The long-term care industry warned the nation’s governors Tuesday of imminent coronavirus outbreaks at nursing homes and assisted living facilities as cases surge across the country.
The American Health Care Association and the National Center for Assisted Living asked the National Governors Association in a letter to speed up state lab processing times for Covid-19 tests; provide more personal protective equipment, particularly N-95 masks; and direct state public health agencies to work closely with facilities on resuming resident visitations.

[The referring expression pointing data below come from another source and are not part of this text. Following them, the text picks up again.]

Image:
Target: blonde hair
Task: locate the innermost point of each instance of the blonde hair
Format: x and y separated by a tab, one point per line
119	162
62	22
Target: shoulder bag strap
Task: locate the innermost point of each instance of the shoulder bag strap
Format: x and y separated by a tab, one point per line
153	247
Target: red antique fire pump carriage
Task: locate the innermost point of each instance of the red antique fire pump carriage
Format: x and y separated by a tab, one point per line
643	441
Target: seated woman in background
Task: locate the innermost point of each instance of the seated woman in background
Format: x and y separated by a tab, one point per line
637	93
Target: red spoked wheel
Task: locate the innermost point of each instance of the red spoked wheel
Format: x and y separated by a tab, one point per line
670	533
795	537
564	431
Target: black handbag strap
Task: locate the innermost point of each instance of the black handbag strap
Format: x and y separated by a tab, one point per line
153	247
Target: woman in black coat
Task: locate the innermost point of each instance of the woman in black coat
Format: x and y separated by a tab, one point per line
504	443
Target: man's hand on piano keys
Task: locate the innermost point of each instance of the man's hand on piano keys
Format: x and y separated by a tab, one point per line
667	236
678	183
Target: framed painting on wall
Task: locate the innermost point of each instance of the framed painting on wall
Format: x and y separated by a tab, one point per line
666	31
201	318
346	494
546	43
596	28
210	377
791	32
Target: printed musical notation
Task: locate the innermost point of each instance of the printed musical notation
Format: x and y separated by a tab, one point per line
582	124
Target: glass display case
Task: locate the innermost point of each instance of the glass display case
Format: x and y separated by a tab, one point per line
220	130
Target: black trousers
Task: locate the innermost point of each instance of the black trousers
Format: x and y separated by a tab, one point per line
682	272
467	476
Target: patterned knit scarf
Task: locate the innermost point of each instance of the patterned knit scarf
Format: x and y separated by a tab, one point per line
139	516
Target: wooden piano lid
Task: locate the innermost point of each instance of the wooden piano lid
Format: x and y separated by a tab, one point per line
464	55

“Nursing homes and assisted living communities cannot stop the virus by ourselves—not without testing, personal protective equipment (PPE), staff support and funding, and not without support from the public health sector, said the letter from AHCA President Mark Parkinson and NCAL Executive Director Scott Tittle.
The groups requested “urgent attention and support from governors across the U.S.”
A top priority for governors is speeding up lab results from Covid-19 tests, the letter said. About two-thirds of the facilities represented by the groups say the test result delays range from two to four days, which impedes their ability to control the virus.
As coronavirus infections surge in more than 30 states and officials roll back or postpone state re-openings, the groups warned that nursing homes and assisted living communities could feel the ripple effects as more staffers become infected and bring the virus into facilities. Recent independent research by Harvard and Brown universities found the level of Covid-19 cases nursing homes’ surrounding communities was the top determinant of the facilities’ infections.
As of June 4, data from 40 states collected by the Kaiser Family Foundation shows that deaths in nursing homes and assisted living facilities make up 45% of all Covid-19 fatalities in these states.
Nearly 20% of nursing homes have told the Centers for Disease Control and Prevention they either have no PPE or less than a seven-day supply, the letter said. And more than half of assisted living facilities have less than a two-week supply of N-95 masks and gowns, according to both groups. The groups represent more than 14,000 nursing homes and assisted living facilities.
With no in-person visitors allowed since March, facilities would like to allow family and friends to visit residents, but “with major spikes in cases in several states as well as significant upticks in many counties across the country, we are very concerned about reopening many long term care facilities,” Parkinson and Tittle wrote.